The switch SW1 is actually the location of the string’s female AC plug, where additional strings can be plugged in. In my case, I had four of these strings connected serially. Post mortem analysis found fuse F1 blown in all four strings, diodes D1 and D2 were shorted out only in string #3, the other three strings (string #1, string #2, and string #4) were all okay after replacing the blown fuses.

My hypothesis is that a short-circuit occurred in string #4 in its female plug that caused diodes D1 and D2 in string #3 to fail due to the self-inductance of the very long 22 AWG wire. The reason I think the short-circuit occurred in string #4 instead of in string #3 is because the fuse F1 was also blown in string #4.

In the attached circuit diagram, I have simplified the situation by showing only one string.

An unexpected short-circuit (shown as SW1) will cause fuse F1 to blow. After the short-circuit has occurred, but just prior to the fuse blowing open, the short-circuit current will be about (169V/0.8 = 211A). The long 22 AWG wire has self-inductance of about (25 [feet] * 2 * 0.414 [uH/ft] = 20.7 uH).

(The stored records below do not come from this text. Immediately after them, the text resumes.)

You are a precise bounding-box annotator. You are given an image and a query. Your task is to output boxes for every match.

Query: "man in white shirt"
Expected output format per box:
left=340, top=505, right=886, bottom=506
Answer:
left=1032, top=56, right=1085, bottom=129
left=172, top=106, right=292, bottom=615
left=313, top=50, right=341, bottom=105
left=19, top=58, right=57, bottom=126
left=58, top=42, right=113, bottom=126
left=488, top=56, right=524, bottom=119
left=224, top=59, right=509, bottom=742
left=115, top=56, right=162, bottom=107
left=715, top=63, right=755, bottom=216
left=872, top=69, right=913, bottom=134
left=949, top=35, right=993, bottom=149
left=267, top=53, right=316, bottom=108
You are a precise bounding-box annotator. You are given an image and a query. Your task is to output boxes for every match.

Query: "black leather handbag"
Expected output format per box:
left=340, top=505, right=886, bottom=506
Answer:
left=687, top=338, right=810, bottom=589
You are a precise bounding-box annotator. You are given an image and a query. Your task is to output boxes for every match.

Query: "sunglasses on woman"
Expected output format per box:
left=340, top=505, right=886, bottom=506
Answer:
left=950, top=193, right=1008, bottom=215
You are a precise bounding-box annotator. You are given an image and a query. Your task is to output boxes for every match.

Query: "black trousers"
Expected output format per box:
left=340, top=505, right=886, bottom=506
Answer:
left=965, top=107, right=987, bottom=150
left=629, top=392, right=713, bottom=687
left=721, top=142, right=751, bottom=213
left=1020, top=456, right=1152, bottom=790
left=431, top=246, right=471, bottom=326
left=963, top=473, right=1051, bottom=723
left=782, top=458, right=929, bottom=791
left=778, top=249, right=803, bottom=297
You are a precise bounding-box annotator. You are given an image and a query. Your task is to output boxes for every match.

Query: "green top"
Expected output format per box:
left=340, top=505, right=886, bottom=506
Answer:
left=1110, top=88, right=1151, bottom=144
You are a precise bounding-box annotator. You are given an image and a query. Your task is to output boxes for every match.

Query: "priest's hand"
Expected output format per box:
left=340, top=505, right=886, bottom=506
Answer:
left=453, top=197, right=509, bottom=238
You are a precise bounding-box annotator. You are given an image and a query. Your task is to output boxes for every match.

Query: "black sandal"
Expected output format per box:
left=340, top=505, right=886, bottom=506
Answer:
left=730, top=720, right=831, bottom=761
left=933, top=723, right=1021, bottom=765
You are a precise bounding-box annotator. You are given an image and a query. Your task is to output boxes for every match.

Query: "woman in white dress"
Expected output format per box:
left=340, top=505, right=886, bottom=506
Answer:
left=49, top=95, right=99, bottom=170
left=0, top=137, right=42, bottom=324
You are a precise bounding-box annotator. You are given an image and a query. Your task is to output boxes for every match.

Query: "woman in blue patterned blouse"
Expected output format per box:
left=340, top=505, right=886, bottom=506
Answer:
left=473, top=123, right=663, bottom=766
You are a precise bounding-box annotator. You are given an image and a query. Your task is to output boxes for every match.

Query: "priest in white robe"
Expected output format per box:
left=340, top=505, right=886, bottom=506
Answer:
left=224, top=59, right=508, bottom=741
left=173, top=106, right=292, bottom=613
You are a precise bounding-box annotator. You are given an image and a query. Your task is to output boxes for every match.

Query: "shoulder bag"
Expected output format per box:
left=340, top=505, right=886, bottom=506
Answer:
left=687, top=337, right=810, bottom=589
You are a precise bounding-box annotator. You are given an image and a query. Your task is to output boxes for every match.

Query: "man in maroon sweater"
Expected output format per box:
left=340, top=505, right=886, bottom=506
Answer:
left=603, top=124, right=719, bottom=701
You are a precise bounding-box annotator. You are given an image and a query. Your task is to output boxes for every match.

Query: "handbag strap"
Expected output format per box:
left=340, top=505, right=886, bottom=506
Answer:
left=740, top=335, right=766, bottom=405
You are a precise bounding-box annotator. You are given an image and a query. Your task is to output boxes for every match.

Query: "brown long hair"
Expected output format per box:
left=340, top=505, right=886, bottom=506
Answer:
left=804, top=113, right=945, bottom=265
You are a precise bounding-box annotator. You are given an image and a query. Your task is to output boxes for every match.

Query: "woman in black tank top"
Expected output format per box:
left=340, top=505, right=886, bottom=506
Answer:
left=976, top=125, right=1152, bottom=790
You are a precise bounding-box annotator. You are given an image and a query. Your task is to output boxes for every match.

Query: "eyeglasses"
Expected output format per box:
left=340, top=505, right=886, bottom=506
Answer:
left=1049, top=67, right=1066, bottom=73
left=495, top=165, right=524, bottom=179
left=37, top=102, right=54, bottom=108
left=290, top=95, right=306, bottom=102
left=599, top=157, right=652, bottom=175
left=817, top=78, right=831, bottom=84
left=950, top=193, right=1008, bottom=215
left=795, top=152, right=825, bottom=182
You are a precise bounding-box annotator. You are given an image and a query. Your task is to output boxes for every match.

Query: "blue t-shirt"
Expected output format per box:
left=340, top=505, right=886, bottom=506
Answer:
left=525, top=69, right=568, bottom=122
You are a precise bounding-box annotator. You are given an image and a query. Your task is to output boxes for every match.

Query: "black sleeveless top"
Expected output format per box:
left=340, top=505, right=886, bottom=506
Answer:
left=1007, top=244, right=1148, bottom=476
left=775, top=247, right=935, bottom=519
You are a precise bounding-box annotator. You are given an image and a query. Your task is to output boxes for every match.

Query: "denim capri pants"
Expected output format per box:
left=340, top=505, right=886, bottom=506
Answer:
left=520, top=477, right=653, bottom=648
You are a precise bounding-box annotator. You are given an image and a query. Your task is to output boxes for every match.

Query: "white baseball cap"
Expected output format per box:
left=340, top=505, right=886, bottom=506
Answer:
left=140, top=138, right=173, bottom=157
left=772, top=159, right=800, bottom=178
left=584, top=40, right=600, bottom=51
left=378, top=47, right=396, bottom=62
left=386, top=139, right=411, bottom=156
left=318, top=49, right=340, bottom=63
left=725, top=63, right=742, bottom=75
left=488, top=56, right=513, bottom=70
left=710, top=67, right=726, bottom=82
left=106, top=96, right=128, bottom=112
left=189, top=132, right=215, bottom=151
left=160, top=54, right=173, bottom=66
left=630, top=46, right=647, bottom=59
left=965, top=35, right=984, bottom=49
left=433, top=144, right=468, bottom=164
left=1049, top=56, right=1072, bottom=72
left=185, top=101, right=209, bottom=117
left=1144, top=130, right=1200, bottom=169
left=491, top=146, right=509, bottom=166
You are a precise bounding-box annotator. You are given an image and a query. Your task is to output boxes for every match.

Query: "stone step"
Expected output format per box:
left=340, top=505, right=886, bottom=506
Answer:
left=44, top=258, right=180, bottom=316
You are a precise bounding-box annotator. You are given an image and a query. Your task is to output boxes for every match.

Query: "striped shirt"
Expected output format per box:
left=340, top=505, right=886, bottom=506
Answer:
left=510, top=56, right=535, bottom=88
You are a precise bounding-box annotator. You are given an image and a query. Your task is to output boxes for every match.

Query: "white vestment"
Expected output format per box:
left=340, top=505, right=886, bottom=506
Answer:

When the fuse blows with 211A flowing in the circuit (which will cause the circuit to suddenly open up) will there be a large voltage spike (V) across diodes D1 and D2 because of the wire inductance? If so, how do I calculate this voltage. Could this large voltage damage diodes D1 and D2 and cause them to fail?

P.S. I do not think that string #3 diodes failed first and then fuses blew because (if that were the case) the (down-stream) fuse in string #4 would NOT have blown.